Harapan untuk Masa Depan Regulasi Pupuk di Indonesia
Kasus ini menjadi cermin rumitnya regulasi pupuk di Indonesia. Adi Bagus berharap pemerintah lebih fokus pada pembinaan bagi pengusaha lokal yang mendukung ketahanan pangan, bukan hanya menerapkan sanksi hukum.
"Bayangkan, petani membutuhkan pupuk yang berkualitas, tapi proses regulasi begitu sulit dan mahal. Bukannya mendorong inovasi dan partisipasi pengusaha lokal, justru banyak yang merasa dipersulit. Seharusnya, pelaku usaha seperti klien kami dibimbing agar memenuhi aturan, bukan langsung dijerat pidana," ujar Adi.

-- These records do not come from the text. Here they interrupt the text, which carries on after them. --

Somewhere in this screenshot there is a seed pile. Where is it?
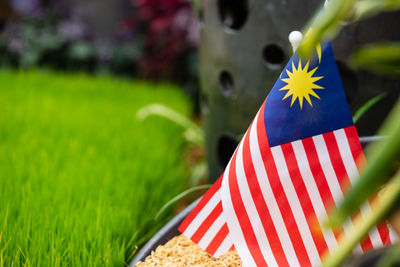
[136,235,242,267]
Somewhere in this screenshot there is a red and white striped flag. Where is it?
[179,43,396,266]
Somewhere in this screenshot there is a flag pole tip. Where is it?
[289,31,303,53]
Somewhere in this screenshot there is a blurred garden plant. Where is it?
[136,103,208,186]
[298,0,400,267]
[136,103,211,219]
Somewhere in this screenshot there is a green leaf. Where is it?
[155,184,211,220]
[297,0,355,58]
[322,171,400,267]
[352,43,400,74]
[354,0,400,20]
[189,161,208,186]
[328,99,400,227]
[136,103,204,146]
[353,93,386,124]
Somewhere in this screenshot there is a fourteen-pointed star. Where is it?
[279,60,325,109]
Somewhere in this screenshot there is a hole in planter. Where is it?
[217,0,248,30]
[219,70,234,96]
[336,60,358,106]
[217,135,238,169]
[262,44,286,68]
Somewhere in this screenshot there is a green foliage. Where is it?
[0,72,189,266]
[136,103,208,186]
[136,103,204,146]
[155,184,211,220]
[353,93,386,124]
[330,100,400,229]
[297,0,400,57]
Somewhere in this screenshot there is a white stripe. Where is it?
[220,162,256,267]
[333,129,383,248]
[236,132,278,266]
[183,189,221,238]
[250,114,300,266]
[271,146,321,265]
[312,135,362,253]
[197,213,225,250]
[214,234,233,258]
[292,141,338,252]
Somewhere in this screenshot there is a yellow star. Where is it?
[279,60,325,109]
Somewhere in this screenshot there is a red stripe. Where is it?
[344,126,391,245]
[257,102,311,266]
[344,126,366,169]
[302,137,343,242]
[228,139,267,266]
[281,143,328,257]
[322,132,351,194]
[191,204,222,244]
[322,132,373,251]
[178,175,222,233]
[205,223,229,255]
[243,121,289,266]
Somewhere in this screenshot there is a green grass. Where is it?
[0,71,189,266]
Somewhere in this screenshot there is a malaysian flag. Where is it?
[179,43,396,266]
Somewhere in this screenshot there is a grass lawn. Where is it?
[0,71,189,266]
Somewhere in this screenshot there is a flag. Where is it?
[179,43,396,266]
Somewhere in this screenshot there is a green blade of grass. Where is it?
[353,93,386,124]
[155,184,211,220]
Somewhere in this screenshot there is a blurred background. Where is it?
[0,0,198,99]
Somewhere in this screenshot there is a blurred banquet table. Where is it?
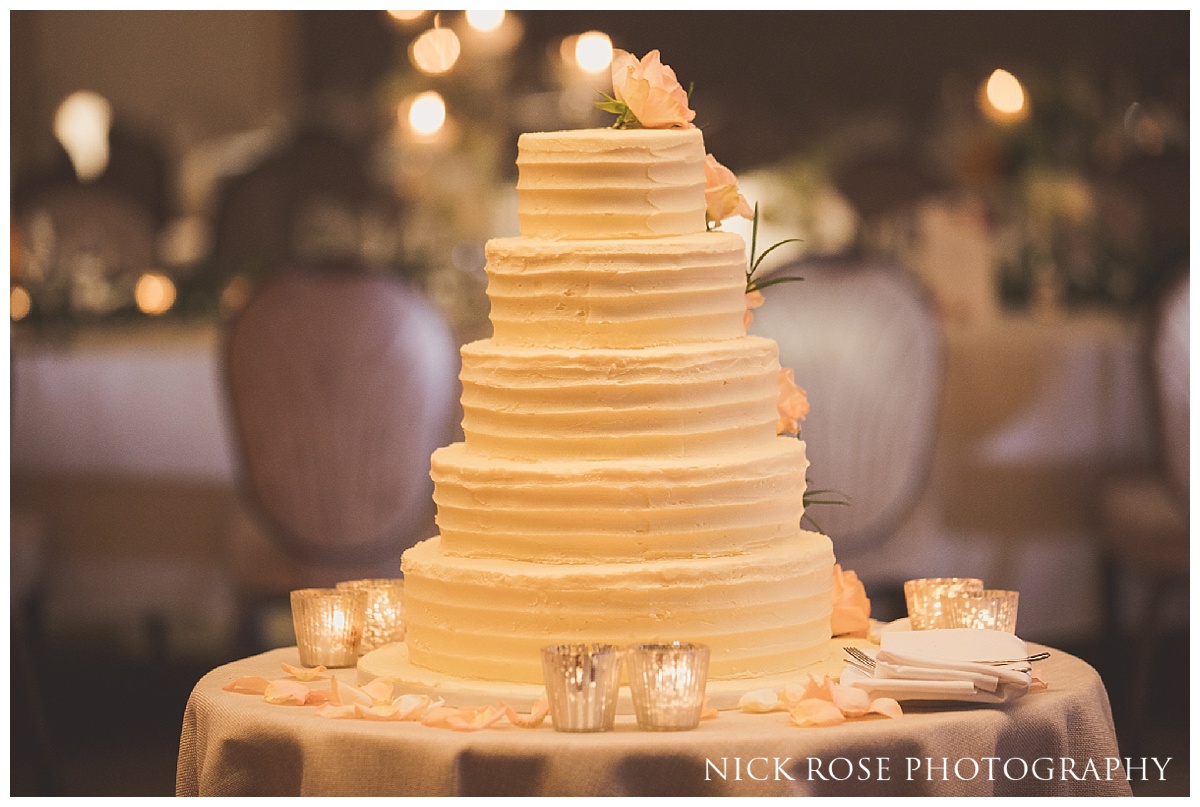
[175,647,1132,796]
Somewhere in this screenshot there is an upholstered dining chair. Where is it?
[224,265,458,647]
[750,258,944,582]
[1097,270,1192,752]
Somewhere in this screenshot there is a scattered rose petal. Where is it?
[787,698,846,727]
[421,706,458,725]
[833,685,871,717]
[502,699,550,729]
[221,675,270,695]
[866,698,904,718]
[738,689,784,715]
[788,675,834,704]
[362,677,394,704]
[391,693,433,721]
[304,689,334,706]
[329,677,378,706]
[263,679,308,706]
[280,662,328,681]
[313,704,358,721]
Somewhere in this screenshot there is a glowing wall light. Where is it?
[54,91,113,183]
[133,271,175,316]
[8,286,34,322]
[979,68,1030,124]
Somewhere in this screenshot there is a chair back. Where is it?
[224,264,458,573]
[750,258,944,554]
[1150,271,1192,506]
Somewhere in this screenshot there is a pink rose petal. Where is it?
[313,704,358,721]
[362,679,394,704]
[304,689,332,706]
[329,676,376,706]
[868,698,904,718]
[787,698,846,727]
[263,679,308,706]
[833,683,871,717]
[221,675,270,695]
[280,662,328,681]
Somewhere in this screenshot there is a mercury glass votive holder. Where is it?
[626,641,709,731]
[904,578,983,630]
[541,644,624,731]
[337,578,404,656]
[949,588,1018,633]
[292,588,367,666]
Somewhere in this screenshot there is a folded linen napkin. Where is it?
[841,628,1031,704]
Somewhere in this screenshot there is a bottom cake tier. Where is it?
[402,532,834,683]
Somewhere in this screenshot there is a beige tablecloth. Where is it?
[175,647,1130,796]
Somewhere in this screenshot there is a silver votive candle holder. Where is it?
[949,588,1019,633]
[292,588,367,666]
[625,641,709,731]
[541,644,624,731]
[904,578,983,630]
[337,578,404,656]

Ia mengajak semua pihak untuk bersama-sama mendukung putra-putri bangsa yang berkontribusi terhadap ketahanan pangan nasional. "Dukung inovasi anak bangsa, bukan malah menghalangi. Kita semua punya tanggung jawab untuk menjadikan Indonesia swasembada pangan," pungkasnya.
Kasus ini tidak hanya tentang hukum, tetapi juga tentang masa depan petani Indonesia. Akankah regulasi bisa menjadi lebih inklusif? Mari kita nantikan perkembangan selanjutnya!